979022 – (CVE-2016-4568) VUL-0: CVE-2016-4568: kernel: [media] videobuf2-v4l2: Verify planes array in buffer dequeueing

Bug 979022 (CVE-2016-4568) - VUL-0: CVE-2016-4568: kernel: [media] videobuf2-v4l2: Verify planes array in buffer dequeueing

Summary: VUL-0: CVE-2016-4568: kernel: [media] videobuf2-v4l2: Verify planes array in ...

Status:	RESOLVED FIXED

Alias:	CVE-2016-4568

Product:	SUSE Security Incidents
Classification:	Novell Products
Component:	Incidents (show other bugs)
Version:	unspecified
Hardware:	Other Other

Priority:	P3 - Medium Severity: Normal
Target Milestone:	---
Assignee:	Security Team bot
QA Contact:	Security Team bot

URL:	https://smash.suse.de/issue/168719/
Whiteboard:	CVSSv2:SUSE:CVE-2016-4568:4.4:(AV:L/A...
Keywords:

Depends on:	981516
Blocks:
	Show dependency tree / graph

Clone This Bug

Reported:	2016-05-09 09:01 UTC by Sebastian Krahmer
Modified:	2020-06-29 06:24 UTC (History)
CC List:	6 users (show)

See Also:
Found By:	Security Response Team
Services Priority:
Business Priority:
Blocker:	---
Marketing QA Status:	---
IT Deployment:	---

Attachments
Add an attachment (proposed patch, testcase, etc.)

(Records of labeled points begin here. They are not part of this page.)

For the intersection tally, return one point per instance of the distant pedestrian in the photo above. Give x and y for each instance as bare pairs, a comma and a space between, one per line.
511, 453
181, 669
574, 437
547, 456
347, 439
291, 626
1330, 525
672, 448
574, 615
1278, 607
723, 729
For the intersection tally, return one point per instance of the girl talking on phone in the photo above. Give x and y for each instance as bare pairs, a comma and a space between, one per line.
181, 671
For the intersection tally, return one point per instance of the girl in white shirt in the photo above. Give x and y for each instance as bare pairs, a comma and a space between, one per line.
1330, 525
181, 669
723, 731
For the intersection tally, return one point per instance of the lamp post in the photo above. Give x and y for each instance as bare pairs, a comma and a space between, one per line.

Note You need to log in before you can comment on or make changes to this bug.

Description Sebastian Krahmer 2016-05-09 09:01:08 UTC

CVE-2016-4568



References:
http://web.nvd.nist.gov/view/vuln/detail?vulnId=CVE-2016-4568
http://seclists.org/oss-sec/2016/q2/273

Comment 1 Borislav Petkov 2016-05-13 10:20:16 UTC

Upstream patch is

2c1f6951a8a8 ("[media] videobuf2-v4l2: Verify planes array in buffer dequeueing")

and the one it fixes is

b0e0e1f83de3 ("[media] media: videobuf2: Prepare to divide videobuf2")

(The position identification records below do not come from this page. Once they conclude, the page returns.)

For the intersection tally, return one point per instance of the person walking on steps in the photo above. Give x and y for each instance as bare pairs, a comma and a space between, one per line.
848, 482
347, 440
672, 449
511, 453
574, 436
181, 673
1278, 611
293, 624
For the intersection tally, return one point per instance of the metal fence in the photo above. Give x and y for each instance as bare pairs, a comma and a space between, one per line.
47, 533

which is upstream since 4.4. Fix 2c1f6951a8a8 is tagged for stable and
since we haven't released 12PS2 yet, I'll wait for that fix to trickle
down with the stable updates.

Leaving it assigned to me until then.

Comment 2 Borislav Petkov 2016-05-13 11:46:49 UTC

Ok, a bit of change of plans. We're reverting:

http://git.kernel.org/cgit/linux/kernel/git/mchehab/linux-media.git/commit/?h=media/v4.6-6&id=93f0750dcdaed083d6209b01e952e98ca730db66

https://lkml.kernel.org/r/20160513083224.1c2935c6@recife.lan

Looks like we'll be getting another fix ...

Comment 3 Marcus Meissner 2016-05-25 06:30:46 UTC

does it affect older products?

Comment 4 Borislav Petkov 2016-05-25 08:57:57 UTC

problem introduced in kernel 4.4, so only sles12 sp2 affected.

Comment 5 Borislav Petkov 2016-06-07 09:38:35 UTC

Ok, looked again, so the revert is CC:stable and we'll get it eventually.

However, the problem the reverted was trying to fix still persists in

  b0e0e1f83de3 ("[media] media: videobuf2: Prepare to divide videobuf2")

but we'll get another fix which should also be CC:stable apparently.

Comment 6 Joerg Roedel 2016-07-20 10:56:18 UTC

FTR, the new fixes seem to be:

126f402 [media] vb2: core: Skip planes array verification if pb is NULL
83934b7 [media] videobuf2-v4l2: Verify planes array in buffer dequeueing

They are currently in linux-next, not yet upstream. Both are tagged for stable.
The second patch is identical to the original fix ('2c1f6951a8a8').

Comment 7 Borislav Petkov 2016-07-25 11:31:37 UTC

On their way upstream:

https://lkml.kernel.org/r/20160725081835.1812283e@recife.lan

Leaving it open until it lands in stable and then in 12SP2.

Comment 8 Borislav Petkov 2016-10-25 11:48:05 UTC

Ok, patches are in 12SP2, bouncing back.

FTR, the reason for this confusion is that the first patch:

  2c1f6951a8a8 [media] videobuf2-v4l2: Verify planes array in buffer dequeueing

was committed before this one:

  126f40298446 ("[media] vb2: core: Skip planes array verification if pb is NULL")

which caused the breakage on pb being NULL.

They're both in now so we should be good.

Comment 9 Marcus Meissner 2017-03-01 13:33:32 UTC

126f40298446 is in patches.kernel.org/patch-4.4.18-19

we released it in SLES 12 SP2 GA already.